To develop the information needed (step 1), it is important to personally interview every member of the family, including spouses. Frequently, everyone in the family does not share the same objectives for the business as the owner does; and the only way to understand what the various attitudes are is to ask.
It is important to interview every family member in a “safe” setting where they can be comfortable sharing open, honest answers to the open-ended questions posed. I ask about past and current family relationships and communication concerns affecting family members. I also probe expectations related to the future of the business and the members’ perceived roles.
Step 3 provides the ability to study the current plan and step 4 determines alternate transfer options that need to be examined.

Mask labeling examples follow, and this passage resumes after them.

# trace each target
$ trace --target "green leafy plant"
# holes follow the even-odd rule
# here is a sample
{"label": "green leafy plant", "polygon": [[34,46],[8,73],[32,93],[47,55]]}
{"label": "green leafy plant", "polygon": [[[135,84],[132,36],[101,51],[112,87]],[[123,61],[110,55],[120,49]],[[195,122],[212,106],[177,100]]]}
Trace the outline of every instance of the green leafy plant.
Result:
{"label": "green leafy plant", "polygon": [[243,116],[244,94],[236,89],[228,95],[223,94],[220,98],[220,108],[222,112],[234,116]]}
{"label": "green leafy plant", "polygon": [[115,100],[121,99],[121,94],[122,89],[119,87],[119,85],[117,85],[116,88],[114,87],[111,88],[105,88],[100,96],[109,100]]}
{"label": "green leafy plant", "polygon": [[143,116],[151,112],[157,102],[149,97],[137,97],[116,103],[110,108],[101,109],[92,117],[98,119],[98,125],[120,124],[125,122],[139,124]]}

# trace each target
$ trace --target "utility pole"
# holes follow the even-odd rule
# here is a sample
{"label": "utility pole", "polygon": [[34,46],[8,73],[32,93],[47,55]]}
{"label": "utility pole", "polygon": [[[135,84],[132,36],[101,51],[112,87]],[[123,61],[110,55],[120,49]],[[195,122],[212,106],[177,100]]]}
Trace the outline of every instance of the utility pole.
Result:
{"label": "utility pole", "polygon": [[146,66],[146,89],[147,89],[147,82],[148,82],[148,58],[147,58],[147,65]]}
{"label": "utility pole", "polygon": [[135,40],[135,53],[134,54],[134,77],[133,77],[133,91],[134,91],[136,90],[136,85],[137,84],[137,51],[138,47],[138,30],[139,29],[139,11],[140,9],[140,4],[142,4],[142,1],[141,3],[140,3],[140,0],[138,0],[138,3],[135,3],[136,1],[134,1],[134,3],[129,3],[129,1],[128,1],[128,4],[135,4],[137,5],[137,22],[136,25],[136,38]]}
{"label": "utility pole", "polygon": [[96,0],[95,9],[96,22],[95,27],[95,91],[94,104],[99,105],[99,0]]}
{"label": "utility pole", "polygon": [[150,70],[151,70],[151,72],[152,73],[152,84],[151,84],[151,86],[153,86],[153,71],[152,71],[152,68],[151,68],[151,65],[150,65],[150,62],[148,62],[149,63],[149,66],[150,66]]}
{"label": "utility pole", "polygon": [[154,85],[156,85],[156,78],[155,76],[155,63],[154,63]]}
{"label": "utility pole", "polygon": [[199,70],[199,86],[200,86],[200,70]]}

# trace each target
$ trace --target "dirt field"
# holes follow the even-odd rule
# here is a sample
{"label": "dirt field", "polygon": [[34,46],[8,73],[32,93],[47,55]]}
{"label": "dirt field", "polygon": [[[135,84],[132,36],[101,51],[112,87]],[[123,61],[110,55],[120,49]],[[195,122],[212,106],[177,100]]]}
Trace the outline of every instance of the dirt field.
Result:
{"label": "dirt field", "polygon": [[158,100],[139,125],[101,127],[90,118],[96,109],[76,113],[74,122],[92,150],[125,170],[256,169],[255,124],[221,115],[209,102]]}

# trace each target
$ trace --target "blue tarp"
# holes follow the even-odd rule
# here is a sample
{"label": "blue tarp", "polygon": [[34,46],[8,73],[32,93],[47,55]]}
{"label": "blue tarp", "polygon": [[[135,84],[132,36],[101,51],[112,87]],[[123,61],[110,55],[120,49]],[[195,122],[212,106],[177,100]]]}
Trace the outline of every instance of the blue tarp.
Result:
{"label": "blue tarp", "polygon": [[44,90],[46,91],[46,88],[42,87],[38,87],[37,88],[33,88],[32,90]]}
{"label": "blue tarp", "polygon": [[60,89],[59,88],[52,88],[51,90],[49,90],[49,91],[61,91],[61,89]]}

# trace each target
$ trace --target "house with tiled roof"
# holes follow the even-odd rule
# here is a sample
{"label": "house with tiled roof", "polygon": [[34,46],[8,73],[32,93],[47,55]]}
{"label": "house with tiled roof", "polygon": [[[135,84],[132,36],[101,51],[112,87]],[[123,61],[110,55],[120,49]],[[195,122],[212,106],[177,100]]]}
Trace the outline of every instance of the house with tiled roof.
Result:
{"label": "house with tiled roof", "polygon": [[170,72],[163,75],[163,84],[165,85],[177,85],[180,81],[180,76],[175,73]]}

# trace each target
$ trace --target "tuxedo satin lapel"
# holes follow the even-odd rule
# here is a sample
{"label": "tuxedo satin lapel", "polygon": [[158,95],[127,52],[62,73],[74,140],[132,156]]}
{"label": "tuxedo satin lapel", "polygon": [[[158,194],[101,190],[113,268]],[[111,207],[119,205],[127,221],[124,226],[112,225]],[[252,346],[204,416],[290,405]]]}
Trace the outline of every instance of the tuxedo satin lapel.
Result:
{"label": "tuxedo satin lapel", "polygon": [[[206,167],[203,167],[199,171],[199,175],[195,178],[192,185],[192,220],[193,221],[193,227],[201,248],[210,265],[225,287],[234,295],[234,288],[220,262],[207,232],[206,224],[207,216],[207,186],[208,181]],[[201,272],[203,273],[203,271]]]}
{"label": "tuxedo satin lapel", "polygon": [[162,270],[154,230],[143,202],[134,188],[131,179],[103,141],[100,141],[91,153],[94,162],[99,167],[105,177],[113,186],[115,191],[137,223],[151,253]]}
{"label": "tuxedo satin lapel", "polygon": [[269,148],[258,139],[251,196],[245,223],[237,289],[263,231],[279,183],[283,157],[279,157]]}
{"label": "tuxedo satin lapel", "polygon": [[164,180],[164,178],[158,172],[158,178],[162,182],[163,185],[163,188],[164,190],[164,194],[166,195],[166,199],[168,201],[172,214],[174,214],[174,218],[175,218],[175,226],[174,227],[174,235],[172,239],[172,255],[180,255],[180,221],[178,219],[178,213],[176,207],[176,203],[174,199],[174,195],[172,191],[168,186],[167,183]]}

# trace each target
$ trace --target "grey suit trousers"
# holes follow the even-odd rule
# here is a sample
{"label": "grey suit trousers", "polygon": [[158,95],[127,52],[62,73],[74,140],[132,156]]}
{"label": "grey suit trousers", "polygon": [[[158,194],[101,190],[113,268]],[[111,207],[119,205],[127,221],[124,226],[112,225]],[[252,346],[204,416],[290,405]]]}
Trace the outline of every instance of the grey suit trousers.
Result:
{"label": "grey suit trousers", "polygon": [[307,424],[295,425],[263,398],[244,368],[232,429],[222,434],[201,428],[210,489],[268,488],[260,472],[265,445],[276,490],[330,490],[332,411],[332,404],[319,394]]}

Gathering opinions from the owner’s other trusted business advisors (step 5) is equally essential prior to establishing a new wealth transfer plan. The information obtained helps to understand the objectives of the family regarding the transfer of the family’s wealth and assists me in setting myself apart from competitors.

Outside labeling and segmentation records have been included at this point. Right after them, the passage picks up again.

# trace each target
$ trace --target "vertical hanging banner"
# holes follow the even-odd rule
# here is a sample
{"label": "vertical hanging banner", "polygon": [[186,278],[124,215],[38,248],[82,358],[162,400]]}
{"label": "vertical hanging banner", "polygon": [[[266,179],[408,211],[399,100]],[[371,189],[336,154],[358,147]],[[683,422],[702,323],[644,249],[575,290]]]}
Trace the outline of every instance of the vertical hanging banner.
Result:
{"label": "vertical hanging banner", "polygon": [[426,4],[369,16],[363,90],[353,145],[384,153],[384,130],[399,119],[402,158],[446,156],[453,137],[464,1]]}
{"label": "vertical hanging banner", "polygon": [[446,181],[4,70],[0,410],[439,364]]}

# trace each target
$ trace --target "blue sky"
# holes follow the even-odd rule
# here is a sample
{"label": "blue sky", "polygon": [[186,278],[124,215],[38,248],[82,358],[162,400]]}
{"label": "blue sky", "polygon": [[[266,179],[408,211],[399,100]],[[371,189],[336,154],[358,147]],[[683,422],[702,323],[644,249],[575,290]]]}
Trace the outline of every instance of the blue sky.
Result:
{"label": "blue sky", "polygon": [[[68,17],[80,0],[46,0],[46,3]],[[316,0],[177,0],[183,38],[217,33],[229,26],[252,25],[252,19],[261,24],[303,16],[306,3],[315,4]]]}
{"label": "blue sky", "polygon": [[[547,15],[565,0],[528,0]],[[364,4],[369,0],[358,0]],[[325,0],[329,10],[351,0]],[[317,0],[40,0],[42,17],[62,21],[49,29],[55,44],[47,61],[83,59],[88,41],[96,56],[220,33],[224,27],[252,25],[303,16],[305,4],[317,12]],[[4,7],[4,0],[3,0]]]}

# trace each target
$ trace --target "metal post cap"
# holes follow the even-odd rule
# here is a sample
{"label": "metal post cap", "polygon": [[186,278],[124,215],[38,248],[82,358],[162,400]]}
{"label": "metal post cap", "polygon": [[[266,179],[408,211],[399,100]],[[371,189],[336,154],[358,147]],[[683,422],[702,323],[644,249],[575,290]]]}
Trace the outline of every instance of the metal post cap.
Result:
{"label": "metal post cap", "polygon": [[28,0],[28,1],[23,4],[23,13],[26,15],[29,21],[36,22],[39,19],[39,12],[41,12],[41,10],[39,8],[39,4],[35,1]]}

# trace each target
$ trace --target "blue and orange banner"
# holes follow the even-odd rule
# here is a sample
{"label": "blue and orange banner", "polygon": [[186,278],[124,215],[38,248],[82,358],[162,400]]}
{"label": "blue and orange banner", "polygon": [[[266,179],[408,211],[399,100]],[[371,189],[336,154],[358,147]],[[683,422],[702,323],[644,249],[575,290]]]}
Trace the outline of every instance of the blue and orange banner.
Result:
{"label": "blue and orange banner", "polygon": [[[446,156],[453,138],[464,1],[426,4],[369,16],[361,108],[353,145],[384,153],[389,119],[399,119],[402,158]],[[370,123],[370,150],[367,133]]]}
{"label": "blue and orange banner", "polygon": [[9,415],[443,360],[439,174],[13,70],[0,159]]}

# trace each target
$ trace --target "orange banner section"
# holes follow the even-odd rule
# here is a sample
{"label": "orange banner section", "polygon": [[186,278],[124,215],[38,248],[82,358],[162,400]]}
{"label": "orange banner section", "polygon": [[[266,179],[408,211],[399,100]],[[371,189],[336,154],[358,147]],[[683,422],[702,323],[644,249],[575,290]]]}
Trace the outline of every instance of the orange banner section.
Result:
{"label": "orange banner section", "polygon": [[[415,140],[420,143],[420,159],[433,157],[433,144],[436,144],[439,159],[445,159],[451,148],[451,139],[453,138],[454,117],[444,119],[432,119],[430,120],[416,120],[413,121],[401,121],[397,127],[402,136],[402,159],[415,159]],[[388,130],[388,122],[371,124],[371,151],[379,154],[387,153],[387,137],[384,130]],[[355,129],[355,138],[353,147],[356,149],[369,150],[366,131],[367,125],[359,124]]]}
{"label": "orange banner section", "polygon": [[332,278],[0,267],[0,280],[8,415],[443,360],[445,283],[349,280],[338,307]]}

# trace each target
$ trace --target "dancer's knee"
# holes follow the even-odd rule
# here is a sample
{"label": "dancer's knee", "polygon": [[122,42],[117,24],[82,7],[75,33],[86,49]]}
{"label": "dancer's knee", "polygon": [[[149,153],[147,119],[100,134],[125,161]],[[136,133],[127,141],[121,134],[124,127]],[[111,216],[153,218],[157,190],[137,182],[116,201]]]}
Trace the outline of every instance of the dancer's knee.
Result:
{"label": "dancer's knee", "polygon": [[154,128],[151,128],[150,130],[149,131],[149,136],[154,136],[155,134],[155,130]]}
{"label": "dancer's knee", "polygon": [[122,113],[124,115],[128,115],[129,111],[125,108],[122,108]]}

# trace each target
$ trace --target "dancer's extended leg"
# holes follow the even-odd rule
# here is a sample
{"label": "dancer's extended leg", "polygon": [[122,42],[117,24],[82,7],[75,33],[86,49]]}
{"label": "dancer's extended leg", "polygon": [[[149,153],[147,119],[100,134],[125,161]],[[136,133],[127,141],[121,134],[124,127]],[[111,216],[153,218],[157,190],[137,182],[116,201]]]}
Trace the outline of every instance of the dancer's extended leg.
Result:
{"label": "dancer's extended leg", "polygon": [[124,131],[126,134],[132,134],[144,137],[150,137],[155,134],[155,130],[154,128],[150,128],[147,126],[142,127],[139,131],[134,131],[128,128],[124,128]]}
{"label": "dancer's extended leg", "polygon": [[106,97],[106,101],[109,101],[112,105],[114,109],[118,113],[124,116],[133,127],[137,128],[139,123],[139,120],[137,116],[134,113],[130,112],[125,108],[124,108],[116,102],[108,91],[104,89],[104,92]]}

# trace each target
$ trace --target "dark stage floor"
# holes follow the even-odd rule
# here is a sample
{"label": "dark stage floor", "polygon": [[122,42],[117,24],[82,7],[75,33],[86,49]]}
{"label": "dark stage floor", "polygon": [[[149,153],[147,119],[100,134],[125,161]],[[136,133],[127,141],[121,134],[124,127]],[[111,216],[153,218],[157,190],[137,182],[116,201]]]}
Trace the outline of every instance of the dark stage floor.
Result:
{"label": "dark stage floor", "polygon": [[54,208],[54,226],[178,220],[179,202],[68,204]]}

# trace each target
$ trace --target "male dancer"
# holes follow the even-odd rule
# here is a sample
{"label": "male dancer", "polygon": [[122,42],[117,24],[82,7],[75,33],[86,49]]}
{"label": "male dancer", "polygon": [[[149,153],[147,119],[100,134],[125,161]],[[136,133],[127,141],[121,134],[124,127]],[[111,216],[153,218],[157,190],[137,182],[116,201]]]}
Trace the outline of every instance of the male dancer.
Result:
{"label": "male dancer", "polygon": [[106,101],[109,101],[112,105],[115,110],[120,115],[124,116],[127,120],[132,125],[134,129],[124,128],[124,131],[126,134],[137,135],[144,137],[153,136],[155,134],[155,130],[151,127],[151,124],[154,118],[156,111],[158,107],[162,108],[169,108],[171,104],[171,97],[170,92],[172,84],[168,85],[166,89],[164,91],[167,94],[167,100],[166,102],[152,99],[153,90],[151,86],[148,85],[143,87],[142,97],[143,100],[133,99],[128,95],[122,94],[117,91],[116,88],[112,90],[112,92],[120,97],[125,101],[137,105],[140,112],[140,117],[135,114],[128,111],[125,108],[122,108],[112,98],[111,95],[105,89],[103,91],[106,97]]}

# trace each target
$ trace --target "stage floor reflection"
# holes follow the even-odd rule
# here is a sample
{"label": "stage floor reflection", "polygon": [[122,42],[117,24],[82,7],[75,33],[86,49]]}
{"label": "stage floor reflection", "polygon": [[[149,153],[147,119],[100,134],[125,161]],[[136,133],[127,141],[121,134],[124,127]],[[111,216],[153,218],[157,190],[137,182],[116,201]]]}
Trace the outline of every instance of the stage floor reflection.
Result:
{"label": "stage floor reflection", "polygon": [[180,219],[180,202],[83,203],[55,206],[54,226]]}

Once the business information, owner’s current plan, and personal, financial and business data is obtained, I work with other trusted advisors of the family to develop a new wealth transfer plan. Using computer software (step 6), I create a report that describes the current wealth transfer plan and make recommendations for the necessary changes to meet family client objectives. The report is written in layman’s language, so everyone in the family can easily identify family and business concerns and solutions.
The Family Retreat
The new plan is then presented to the entire family at a family retreat (step 7). The retreat is held at a neutral site, where there will be no distractions. Every adult family member (and spouse) is invited, expected to attend, and is happy to be included.

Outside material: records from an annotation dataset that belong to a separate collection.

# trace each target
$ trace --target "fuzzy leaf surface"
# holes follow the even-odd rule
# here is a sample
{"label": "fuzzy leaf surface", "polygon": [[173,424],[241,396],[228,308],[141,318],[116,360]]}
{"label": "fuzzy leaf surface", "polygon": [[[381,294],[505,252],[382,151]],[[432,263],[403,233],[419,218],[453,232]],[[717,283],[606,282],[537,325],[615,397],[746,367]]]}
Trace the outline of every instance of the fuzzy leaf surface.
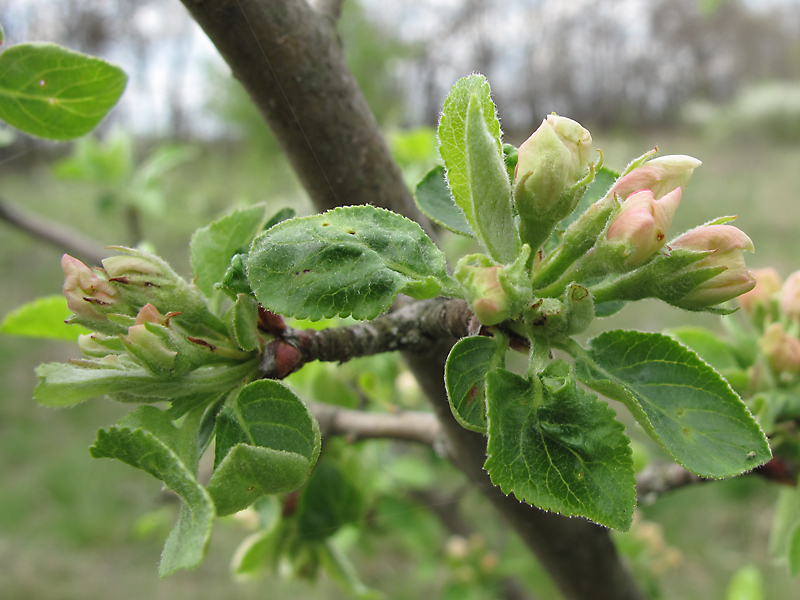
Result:
{"label": "fuzzy leaf surface", "polygon": [[246,385],[217,417],[208,483],[217,514],[240,511],[264,494],[296,490],[319,450],[319,426],[289,388],[270,380]]}
{"label": "fuzzy leaf surface", "polygon": [[458,207],[453,196],[450,195],[444,167],[441,165],[433,167],[420,180],[414,192],[414,198],[422,213],[432,221],[453,233],[475,237],[475,232],[467,222],[464,211]]}
{"label": "fuzzy leaf surface", "polygon": [[[491,101],[491,98],[489,98]],[[472,94],[467,105],[467,173],[475,220],[472,228],[497,262],[511,263],[517,256],[519,239],[511,208],[508,180],[500,140],[487,121],[497,121],[494,105],[484,115],[485,102]]]}
{"label": "fuzzy leaf surface", "polygon": [[0,119],[32,135],[89,133],[128,81],[117,66],[56,44],[18,44],[0,54]]}
{"label": "fuzzy leaf surface", "polygon": [[447,182],[453,199],[463,211],[467,222],[475,229],[475,211],[470,192],[469,162],[467,156],[467,115],[470,98],[475,95],[481,108],[489,135],[496,141],[501,153],[500,121],[492,101],[489,83],[483,75],[470,75],[459,79],[444,101],[439,121],[439,154],[447,170]]}
{"label": "fuzzy leaf surface", "polygon": [[623,402],[688,470],[732,477],[769,460],[766,437],[728,383],[670,337],[609,331],[576,361],[590,388]]}
{"label": "fuzzy leaf surface", "polygon": [[[199,416],[199,412],[197,413]],[[197,419],[175,427],[164,411],[145,406],[117,426],[100,430],[89,451],[147,471],[183,500],[180,517],[161,555],[159,574],[191,569],[202,562],[211,538],[214,504],[197,482]]]}
{"label": "fuzzy leaf surface", "polygon": [[462,427],[486,432],[486,375],[497,356],[490,337],[466,337],[453,346],[444,367],[444,384],[450,410]]}
{"label": "fuzzy leaf surface", "polygon": [[449,280],[444,254],[419,225],[374,206],[279,223],[253,241],[246,265],[261,304],[312,320],[373,319],[398,293],[432,298]]}
{"label": "fuzzy leaf surface", "polygon": [[250,245],[266,220],[263,204],[235,210],[198,229],[192,235],[189,253],[194,283],[206,296],[222,281],[231,259]]}
{"label": "fuzzy leaf surface", "polygon": [[487,375],[484,468],[519,500],[627,530],[636,480],[624,427],[568,370],[555,375],[533,381],[505,369]]}
{"label": "fuzzy leaf surface", "polygon": [[74,342],[79,335],[91,332],[80,325],[64,323],[71,315],[64,296],[45,296],[8,313],[0,323],[0,332]]}

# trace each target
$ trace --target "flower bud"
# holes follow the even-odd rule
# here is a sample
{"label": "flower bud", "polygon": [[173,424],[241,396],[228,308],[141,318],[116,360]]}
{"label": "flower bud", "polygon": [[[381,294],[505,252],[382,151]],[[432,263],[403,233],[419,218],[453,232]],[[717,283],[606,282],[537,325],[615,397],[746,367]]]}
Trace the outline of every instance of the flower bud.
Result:
{"label": "flower bud", "polygon": [[113,284],[100,276],[101,270],[95,272],[68,254],[61,257],[61,268],[64,270],[62,290],[69,309],[78,319],[104,321],[105,313],[119,300]]}
{"label": "flower bud", "polygon": [[721,268],[721,272],[694,287],[676,306],[699,309],[731,300],[756,285],[756,279],[744,262],[744,250],[753,252],[753,242],[731,225],[706,225],[687,231],[670,244],[672,249],[712,251],[688,267],[689,271]]}
{"label": "flower bud", "polygon": [[758,347],[776,374],[800,373],[800,340],[787,334],[780,323],[767,327]]}
{"label": "flower bud", "polygon": [[781,290],[781,276],[775,269],[754,269],[756,287],[736,299],[746,313],[752,313],[756,306],[767,306],[773,294]]}
{"label": "flower bud", "polygon": [[620,177],[611,187],[611,193],[624,200],[634,192],[647,189],[653,192],[655,199],[659,199],[675,188],[686,187],[692,173],[701,164],[696,158],[684,154],[654,158]]}
{"label": "flower bud", "polygon": [[781,289],[781,311],[790,319],[800,321],[800,271],[795,271]]}
{"label": "flower bud", "polygon": [[586,129],[572,119],[548,115],[519,147],[514,182],[534,197],[536,212],[549,212],[586,174],[591,149],[592,136]]}
{"label": "flower bud", "polygon": [[626,267],[638,265],[661,249],[680,201],[680,187],[660,199],[648,189],[627,197],[606,234],[612,246],[622,246]]}

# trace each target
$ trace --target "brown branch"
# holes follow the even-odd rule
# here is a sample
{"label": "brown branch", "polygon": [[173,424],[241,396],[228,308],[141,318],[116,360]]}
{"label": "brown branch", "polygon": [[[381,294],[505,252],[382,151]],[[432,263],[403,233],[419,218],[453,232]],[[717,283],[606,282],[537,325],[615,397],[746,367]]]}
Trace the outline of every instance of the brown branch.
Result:
{"label": "brown branch", "polygon": [[108,256],[99,242],[90,240],[61,224],[24,211],[4,198],[0,198],[0,220],[89,264],[99,265],[100,261]]}
{"label": "brown branch", "polygon": [[373,321],[328,329],[273,330],[278,339],[264,349],[263,377],[282,379],[307,362],[343,363],[359,356],[404,350],[425,352],[438,340],[467,335],[467,303],[453,298],[411,302]]}
{"label": "brown branch", "polygon": [[352,410],[322,402],[307,404],[319,421],[323,437],[342,435],[354,441],[384,438],[427,446],[435,445],[441,437],[439,420],[433,413],[407,411],[389,414]]}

The retreat experience is always a meaningful one that provides business owners and their children–often for the first time–the opportunity to speak openly about the business and their expectations. Often, too, the children’s comments trigger deep emotions in themselves and others.
Sometimes conflicts do arise. These are important to address because conflict and hidden agendas can jeopardize the success of the business and other family wealth. The retreat also enhances family relationships by opening the door to better interfamily communication.
You may be wondering how I can afford to invest so much time and energy on each case. The answer is simple: I charge a consulting fee for my wealth transfer planning that represents on average one half of my total compensation.
My clients believe my services provide considerable value. The fee typically ranges from $10,000 to $80,000, depending upon the size and complexity of the case. I have received more than $2 million in wealth transfer planning fees from my family business practice.
I guarantee to refund the fee if the client family is not completely satisfied with my work, eliminating risk. I find business owners are not reluctant to pay my fee once they understand the nature and scope of the legacy work produced.
You can experience similar success in the family business market by following these basic principles: treat the entire family as your client; consider the family’s entire wealth, not just the business; focus on a consulting process, not only transactions; present the new wealth transfer plan in a retreat setting; and charge a consulting planning fee for your services.
During step 8, consideration of the liquidity options is one of the major problems facing most family business long term planning. This includes business liquidity, retirement, and estate tax considerations. Life insurance is frequently the best and, at times, the only real solution to establishing liquidity. It results in producing the other half of my earnings.
Of course it is important to maintain ongoing client relationships. Step 9 provides that opportunity during implementation and monitoring of the new plan.